As stated last Thursday on my blog, I will be releasing my Christmas-themed short story scene by scene through the rest of October and November. Stay tuned each Thursday for the next installment, and enjoy!
Chapter One—Scene One
I wrapped Sam’s ratty red-plaid shirt around me more securely as I sat on the couch and watched the snow pelt down from a leaden sky, indiscriminately covering both the immaculate lawn in front of my house and the mess my new neighbors had created while moving in. The mess didn’t surprise me. Debbie had always been surrounded by mess and half-completed projects back when I knew her as a kid growing up. Apparently, she hadn’t changed.

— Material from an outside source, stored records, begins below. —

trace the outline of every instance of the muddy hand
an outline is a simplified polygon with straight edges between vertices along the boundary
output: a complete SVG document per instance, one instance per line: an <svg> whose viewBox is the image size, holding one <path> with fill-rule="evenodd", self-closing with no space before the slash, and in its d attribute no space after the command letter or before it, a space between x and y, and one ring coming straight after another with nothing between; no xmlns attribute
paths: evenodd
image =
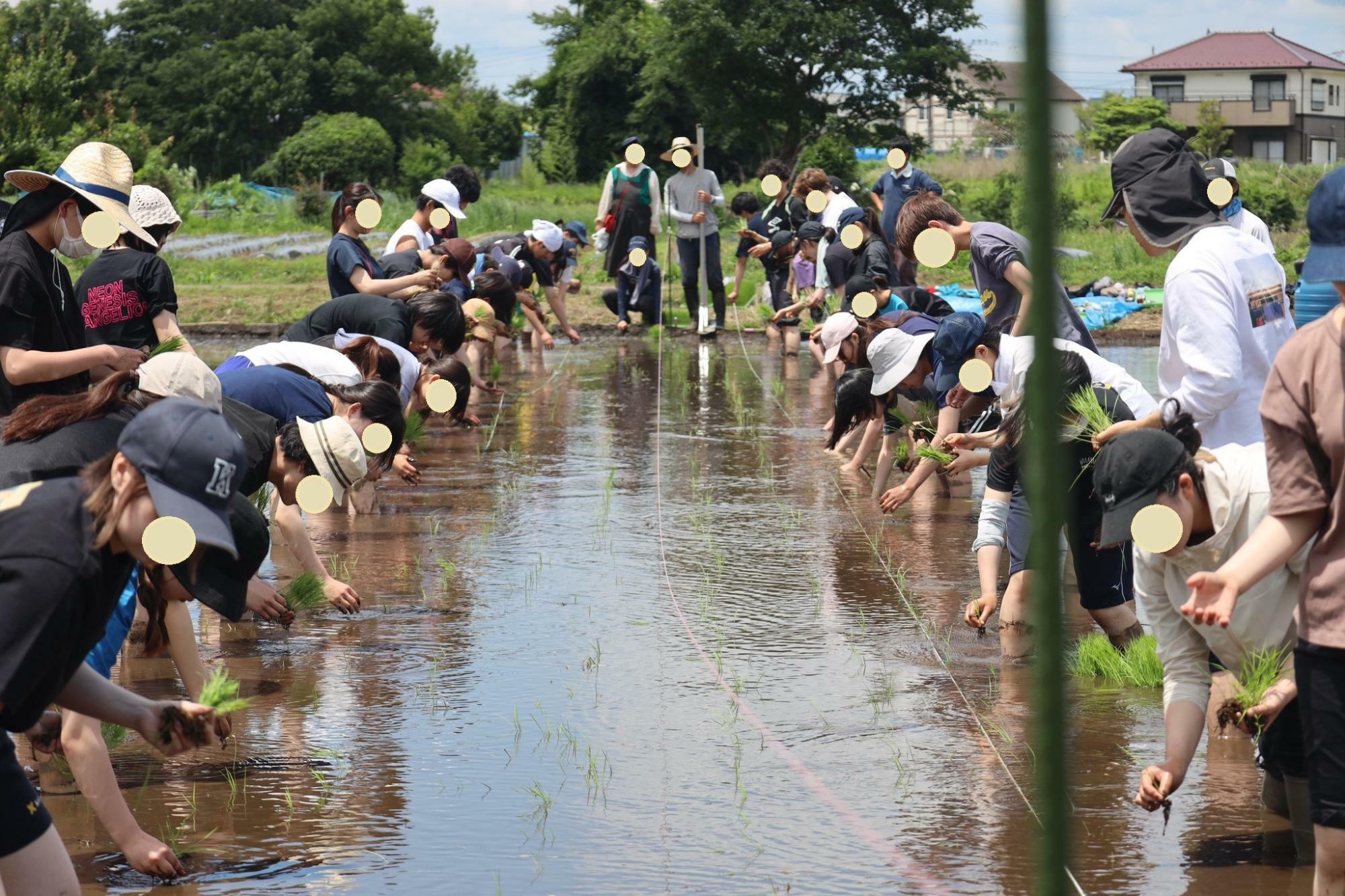
<svg viewBox="0 0 1345 896"><path fill-rule="evenodd" d="M1198 572L1186 580L1186 587L1190 597L1180 607L1182 615L1197 626L1228 628L1237 605L1237 583L1219 572Z"/></svg>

I still couldn’t believe that spunky little Debbie Doram, now McCorkmick, had moved back to Moffat’s Landing. The biggest shock came when she and Mickey bought the house next door to mine.
I’d always liked my former neighbours, the VanWoordens. They were friendly but discreet. We had coffee back and forth several times a year, but they never intruded into our lives, although Jerry and my Sam did collaborate on a few yard projects. I hated to see them leave, but Mrs. V was beginning to show signs of Alzheimers and her husband needed a low maintenance home where he’d be able to care for her.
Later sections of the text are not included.